Save yourself the trouble and use bags for hops in the boil kettle...for mashing, I've had fewer problems with a bazooka screen than a traditional false bottom (use rice hulls for both as a little insurance). Hops do NOT equal crushed grain : ) ps: Use 25% more hops in bags to compensate for lower utilization...unless you find you like the lower IBU IPAs : )
Thanks for the response. I have done hop bags in the past, didn't care for them much at all. I had zip ties that didn't stay zipped, I've tied the bag off, etc., etc. I got tired of emptying them out every time I brewed, and never got them clean again (fuzzy stuff would attach in the laundry). I thought of just buying new ones every time, but that seems like a waste of money as well as contributing to land fills. I compost all my spent hops, so getting all the bags out, opened, emptied is so much more timely than just dumping out the kettle into the pile. I also found that my aroma and flavor extraction was very low. Any suggestions on an easier way to bag hops? Can the paint strainer bags just go into the compost bin? Do I just add 25% more hops on all additions?
Also, were I to go this route again... do you recommend the 2 gallon or the 1 gallon bags? The price difference is less than $.10 per bag when you buy 30 on Amazon
Let me just say that there might be more than one adequate solution to the problem of hop-clogged MFs (you know what that means : ) I use paint strainer bags from the hardware store simply because they are cheaper and bigger...and they can be tied in a knot easily. If they do fuck up...simply take them out...better than fucking with a clogged FB or BS. Consider a hop spider for ease of multiple additions. Don't be afraid to manipulate with sanitized hands...hops are pretty forgiving If you think 2 oz of FW bittering hops for a 10 gal batch of IPA is enough...use 3 oz : ) Cheers
They can be a pain to clean (always at the end of a brew session), but a little oxyclean will make them look new again...go big and/or stay at home : )
Here is my solution for my boil kettle using a bazooka screen. I used only whole hope loose; I bag any pellets. I really need to solder most of the copper together; right now it is just friction fit. It drains very efficiently (i.e., no clogging issues), and there is room to the side for my immersion chiller.
Paint strainer bags do not go into the compost, they are nylon. In fact I do not put my spent hops into the compost either. Spent grain, yes, but not the hops. Maybe it is just over-concern, but I don't want any anti-microbial activity in my compost. And I have never used the washing machine for the bags. I don't think it's a good idea to mix them in a wash soup with all kinds of microbes, but again that could just be my over-concern. Oxyclean, then Star San and/or boil them and they get beautifully ready for next use. Guys I brew with all think I am too sanitary, but I don't think there is such a thing.
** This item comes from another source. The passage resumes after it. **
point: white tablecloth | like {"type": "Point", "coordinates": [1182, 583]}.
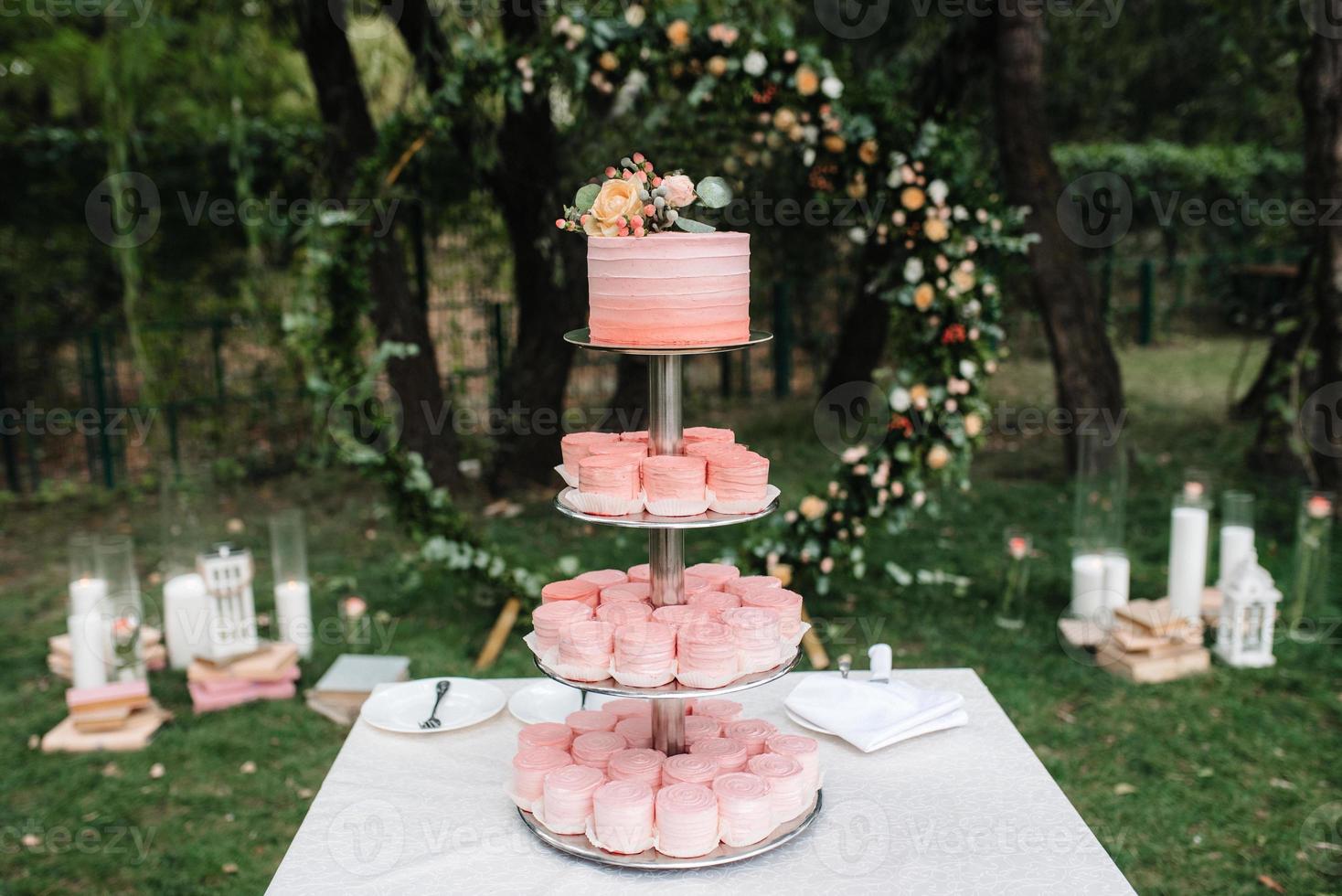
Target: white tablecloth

Seems the consensus is to go with hop bags, clean, wash in Oxyclean, and reuse. I will give this another try. I did the hop spider thing before, the hops all just stuck to the side of the bag on the way in and didn't get down to the boiling wort, and then I had to move it up and out of the way to get my IC into the kettle before the boil was over. One thing I really liked about hop bags before was the ability to squeeze the wort from the bag to avoid losses.
I just spray out the hop bags with a garden hose and hang them up to dry. I will boil the ones I use for dryhopping right before use, but no need to sanitize the ones that go in the boil.